Allied Universal Ambassadors patrol along the west side of the Battery Park City ball fields. Photo: Carl Glassman/Tribeca Trib

Jan. 10, 2018

The Battery Park City Authority is preparing to beef up security in the neighborhood.

More than two years after its controversial move to replace the city’s Parks Enforcement Patrol (PEPs) with private security, the authority says it plans to add officers with “special patrol status” who can write summonses and make arrests. The additional officers, more highly trained and with enforcement powers not held by the current security, known as Ambassadors, would be hired on a trial basis, according to Nicholas Sbordone, the authority’s communications director. Allied Universal, the current security firm, would supply the new officers.

“The goal is to have a pilot program up and running for the summer,” Sbordone told the Trib.

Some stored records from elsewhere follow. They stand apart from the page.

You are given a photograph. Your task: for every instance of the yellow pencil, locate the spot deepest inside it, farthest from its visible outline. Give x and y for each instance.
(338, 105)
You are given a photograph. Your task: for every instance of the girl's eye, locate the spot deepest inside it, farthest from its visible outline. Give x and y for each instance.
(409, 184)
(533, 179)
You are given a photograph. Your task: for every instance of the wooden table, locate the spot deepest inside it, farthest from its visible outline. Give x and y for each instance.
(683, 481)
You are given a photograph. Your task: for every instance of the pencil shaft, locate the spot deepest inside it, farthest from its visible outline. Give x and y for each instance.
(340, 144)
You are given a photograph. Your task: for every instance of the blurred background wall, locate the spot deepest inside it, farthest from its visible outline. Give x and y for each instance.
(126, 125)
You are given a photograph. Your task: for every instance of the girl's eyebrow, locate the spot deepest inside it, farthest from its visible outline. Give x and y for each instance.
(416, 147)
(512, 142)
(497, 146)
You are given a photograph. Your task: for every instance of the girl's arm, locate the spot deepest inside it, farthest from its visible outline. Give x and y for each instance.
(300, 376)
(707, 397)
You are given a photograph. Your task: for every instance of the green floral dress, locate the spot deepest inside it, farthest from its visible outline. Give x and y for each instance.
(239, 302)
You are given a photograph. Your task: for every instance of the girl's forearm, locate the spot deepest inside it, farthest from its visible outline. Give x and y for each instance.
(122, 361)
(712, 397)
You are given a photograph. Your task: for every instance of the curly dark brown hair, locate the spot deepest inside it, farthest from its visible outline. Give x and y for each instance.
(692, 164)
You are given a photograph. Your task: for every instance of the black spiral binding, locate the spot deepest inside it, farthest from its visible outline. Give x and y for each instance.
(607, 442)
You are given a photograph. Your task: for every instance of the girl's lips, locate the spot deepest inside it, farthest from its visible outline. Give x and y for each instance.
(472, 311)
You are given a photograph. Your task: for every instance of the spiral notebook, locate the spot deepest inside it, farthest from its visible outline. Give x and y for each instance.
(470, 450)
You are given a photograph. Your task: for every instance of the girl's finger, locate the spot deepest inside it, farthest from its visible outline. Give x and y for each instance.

The NYPD still needs to sign off on the plan and the number to be hired is yet to be determined.

In a resolution passed last week, Community Board 1’s Battery Park City Committee called for the hiring of peace officers. The neighborhood has one of the lowest crime rates in the city and is part of the large swath of Lower Manhattan that is covered by the 1st Precinct. But Tammy Meltzer, the committee’s chair and a vocal advocate for more enforcement, said the NYPD “can only do so much” with its limited manpower. And the Ambassadors, while “responsive in many ways,” Meltzer said, can’t enforce park rules. She cited Roosevelt Island, also under a state authority, as a precedent. Peace officers, privately hired by the state, patrol the island though they are not an adjunct to another force.

“We’ve been reported as one of the most affluent, loveliest places, which then attracts a certain level of crime, petty crime and vandalism and backpack thievery and other things that are not, thankfully, as painful as 911 emergencies, such as shootings and things like that,” Meltzer said at the committee’s Jan. 3 meeting. “But there is the level of quality of life that is different here than it is other places.”

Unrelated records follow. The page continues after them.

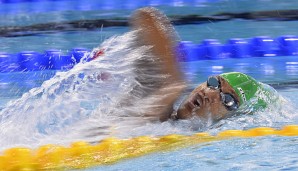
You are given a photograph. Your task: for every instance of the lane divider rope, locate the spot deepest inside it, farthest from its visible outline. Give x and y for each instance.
(80, 155)
(209, 49)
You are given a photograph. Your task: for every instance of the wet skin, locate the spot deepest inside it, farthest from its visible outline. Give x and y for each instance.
(155, 30)
(206, 102)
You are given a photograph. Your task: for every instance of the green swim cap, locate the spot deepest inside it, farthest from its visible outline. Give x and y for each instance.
(248, 89)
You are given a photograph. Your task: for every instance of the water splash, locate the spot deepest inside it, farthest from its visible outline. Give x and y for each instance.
(80, 104)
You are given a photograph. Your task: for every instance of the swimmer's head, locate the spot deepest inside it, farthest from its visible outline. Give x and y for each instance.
(219, 96)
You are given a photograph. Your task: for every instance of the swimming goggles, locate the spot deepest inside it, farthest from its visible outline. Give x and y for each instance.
(227, 99)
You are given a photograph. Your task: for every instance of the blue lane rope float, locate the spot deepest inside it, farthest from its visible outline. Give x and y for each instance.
(209, 49)
(80, 155)
(31, 6)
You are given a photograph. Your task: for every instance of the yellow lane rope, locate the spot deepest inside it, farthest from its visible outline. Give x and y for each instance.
(83, 155)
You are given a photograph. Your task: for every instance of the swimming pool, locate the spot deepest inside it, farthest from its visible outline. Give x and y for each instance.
(263, 153)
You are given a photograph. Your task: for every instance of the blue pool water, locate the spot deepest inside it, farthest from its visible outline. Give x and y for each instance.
(66, 106)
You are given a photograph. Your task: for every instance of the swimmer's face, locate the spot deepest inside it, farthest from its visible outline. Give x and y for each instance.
(213, 99)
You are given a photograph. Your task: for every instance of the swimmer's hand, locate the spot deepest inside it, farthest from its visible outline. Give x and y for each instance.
(158, 72)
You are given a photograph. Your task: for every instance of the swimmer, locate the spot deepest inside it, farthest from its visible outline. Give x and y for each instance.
(219, 97)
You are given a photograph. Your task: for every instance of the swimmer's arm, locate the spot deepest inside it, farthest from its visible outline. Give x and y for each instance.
(155, 30)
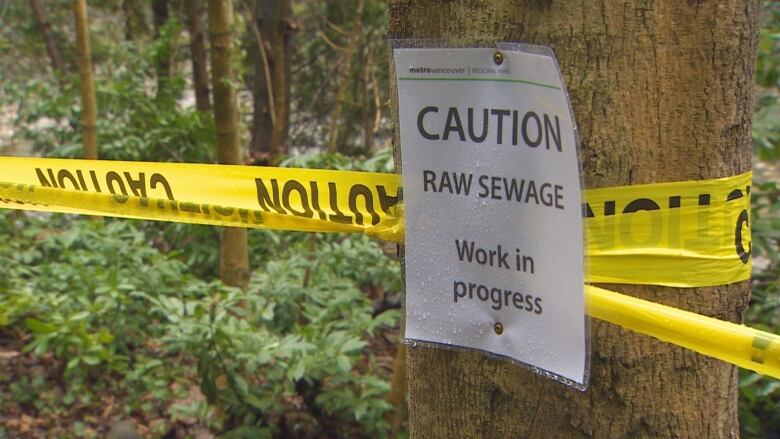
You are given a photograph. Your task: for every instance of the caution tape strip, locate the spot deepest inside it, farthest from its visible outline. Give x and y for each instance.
(681, 234)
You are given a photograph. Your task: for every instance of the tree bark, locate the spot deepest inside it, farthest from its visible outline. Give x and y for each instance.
(160, 15)
(234, 259)
(88, 104)
(57, 66)
(662, 91)
(273, 22)
(344, 73)
(200, 75)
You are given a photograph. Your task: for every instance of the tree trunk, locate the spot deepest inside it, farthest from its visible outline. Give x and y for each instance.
(234, 259)
(662, 91)
(200, 75)
(135, 19)
(344, 73)
(57, 66)
(160, 15)
(271, 119)
(88, 104)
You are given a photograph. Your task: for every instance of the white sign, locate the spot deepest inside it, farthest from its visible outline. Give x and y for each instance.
(491, 189)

“And don’t forget our population has really boomed,” added Maria Smith, a public member of the committee and longtime Battery Park City resident. “Since 9/11 we’ve got a heck of a lot of people on the promenade who don’t know the rules, bicyclists, tourists, more people living here and we’re experiencing real growing pains. And I think the 1st Precinct does a fine job but they’re stretched all over the place.”

The committee said they also want to see better enforcement of street parking rules that would help cut down on parking in bus stops and crosswalks. Like the PEPs, the peace officers will not be armed, according to the authority.

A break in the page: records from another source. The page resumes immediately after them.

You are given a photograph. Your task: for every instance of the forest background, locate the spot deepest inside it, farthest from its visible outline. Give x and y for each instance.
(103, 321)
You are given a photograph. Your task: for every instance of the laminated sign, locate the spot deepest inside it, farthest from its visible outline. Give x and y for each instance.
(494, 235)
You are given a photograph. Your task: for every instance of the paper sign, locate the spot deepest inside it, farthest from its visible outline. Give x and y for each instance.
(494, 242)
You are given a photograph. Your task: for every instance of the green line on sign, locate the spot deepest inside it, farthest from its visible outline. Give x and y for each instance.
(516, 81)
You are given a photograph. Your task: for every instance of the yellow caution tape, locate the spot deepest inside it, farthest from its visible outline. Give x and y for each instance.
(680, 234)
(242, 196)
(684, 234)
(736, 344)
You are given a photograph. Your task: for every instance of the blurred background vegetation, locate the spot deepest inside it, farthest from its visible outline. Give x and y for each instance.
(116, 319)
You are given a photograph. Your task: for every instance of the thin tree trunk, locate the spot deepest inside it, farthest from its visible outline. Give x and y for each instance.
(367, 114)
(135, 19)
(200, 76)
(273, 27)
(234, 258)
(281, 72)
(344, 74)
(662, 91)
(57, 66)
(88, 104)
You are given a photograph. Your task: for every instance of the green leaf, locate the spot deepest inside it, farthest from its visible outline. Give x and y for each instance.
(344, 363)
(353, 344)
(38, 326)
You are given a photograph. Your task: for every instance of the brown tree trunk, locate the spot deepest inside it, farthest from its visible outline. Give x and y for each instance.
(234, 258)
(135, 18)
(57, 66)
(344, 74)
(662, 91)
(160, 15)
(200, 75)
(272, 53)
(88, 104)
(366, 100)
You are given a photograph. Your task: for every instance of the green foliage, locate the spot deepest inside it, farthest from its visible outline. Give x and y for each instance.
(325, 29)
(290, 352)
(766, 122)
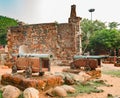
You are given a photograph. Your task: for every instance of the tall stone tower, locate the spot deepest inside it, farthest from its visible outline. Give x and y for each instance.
(78, 36)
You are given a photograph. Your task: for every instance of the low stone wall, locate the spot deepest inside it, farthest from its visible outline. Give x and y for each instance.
(40, 83)
(91, 63)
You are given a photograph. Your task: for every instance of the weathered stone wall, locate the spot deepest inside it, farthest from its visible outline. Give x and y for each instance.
(61, 40)
(56, 39)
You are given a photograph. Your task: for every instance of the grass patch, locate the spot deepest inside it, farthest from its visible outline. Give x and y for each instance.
(115, 73)
(89, 87)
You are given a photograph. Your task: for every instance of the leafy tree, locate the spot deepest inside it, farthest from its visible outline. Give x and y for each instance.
(113, 25)
(106, 39)
(5, 23)
(88, 28)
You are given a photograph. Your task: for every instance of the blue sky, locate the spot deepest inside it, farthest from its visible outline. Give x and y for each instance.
(42, 11)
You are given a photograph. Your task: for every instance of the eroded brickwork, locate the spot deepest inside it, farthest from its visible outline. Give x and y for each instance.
(61, 40)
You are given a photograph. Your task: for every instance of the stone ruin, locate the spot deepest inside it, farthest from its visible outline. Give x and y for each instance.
(60, 39)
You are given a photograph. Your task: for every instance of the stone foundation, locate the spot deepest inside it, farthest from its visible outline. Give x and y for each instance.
(40, 83)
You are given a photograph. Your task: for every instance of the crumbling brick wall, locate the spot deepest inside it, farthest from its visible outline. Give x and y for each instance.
(61, 40)
(53, 38)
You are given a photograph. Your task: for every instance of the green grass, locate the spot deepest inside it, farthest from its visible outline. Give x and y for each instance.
(89, 87)
(115, 73)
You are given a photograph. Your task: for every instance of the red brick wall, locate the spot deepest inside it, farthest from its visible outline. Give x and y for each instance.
(58, 39)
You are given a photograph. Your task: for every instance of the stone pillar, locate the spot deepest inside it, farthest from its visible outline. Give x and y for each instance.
(73, 11)
(76, 22)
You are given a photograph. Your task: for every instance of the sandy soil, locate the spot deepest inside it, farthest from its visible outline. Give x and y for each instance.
(114, 90)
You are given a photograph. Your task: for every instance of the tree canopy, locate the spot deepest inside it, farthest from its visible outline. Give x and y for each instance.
(5, 23)
(98, 36)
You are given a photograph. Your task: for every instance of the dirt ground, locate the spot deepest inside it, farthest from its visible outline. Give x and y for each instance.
(114, 90)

“Ill welcome anyone who wants to do enforcement here,” Dep. Inspector Mark Iocco, commanding officer of the 1st Precinct, told the Trib in an interview.

Iocco called the low-crime neighborhood “the least of my troubles in the 1st Precinct,” but said Battery Park City continues to get patrol coverage, no less so because the Ambassadors walk the area. “Our patrols increase when warranted.” Iocco cited the precincts successful actions last spring after hearing about teens who had been harrassing strangers. Still, he noted, any additional people, agencies, peace officers that can help us with eyes and ears, they’ll be more than welcome—so we’re not the only ones doing the enforcement.

The authority’s announced decision in October, 2015, to replace the PEPs sparked outrage among some Battery Park City residents, their anger heightened because the community had not been consulted. It was a move that followed long-standing complaints by some in the neighborhood that the PEPs often lacked a visible presence and authority officials said staffing was unpredictable. Since that rocky start, Allied Universal, the national security firm hired by the authority, has received mostly high marks by the community board. The Ambassadors have proved to be far more visible than the PEPs and their boss more accessible. Patrick Murphy, Allied Universal’s director of security for the neighborhood, gives incident updates at Battery Park City Committee meetings and attends monthly 1st Precinct Community Council meetings.

“But there are certain things that [the Ambassadors] cannot do no matter how much we would like them to,” Meltzer said. “They can’t arrest people, they can ask people to enforce the rules, but they don’t have a lot of teeth behind it.”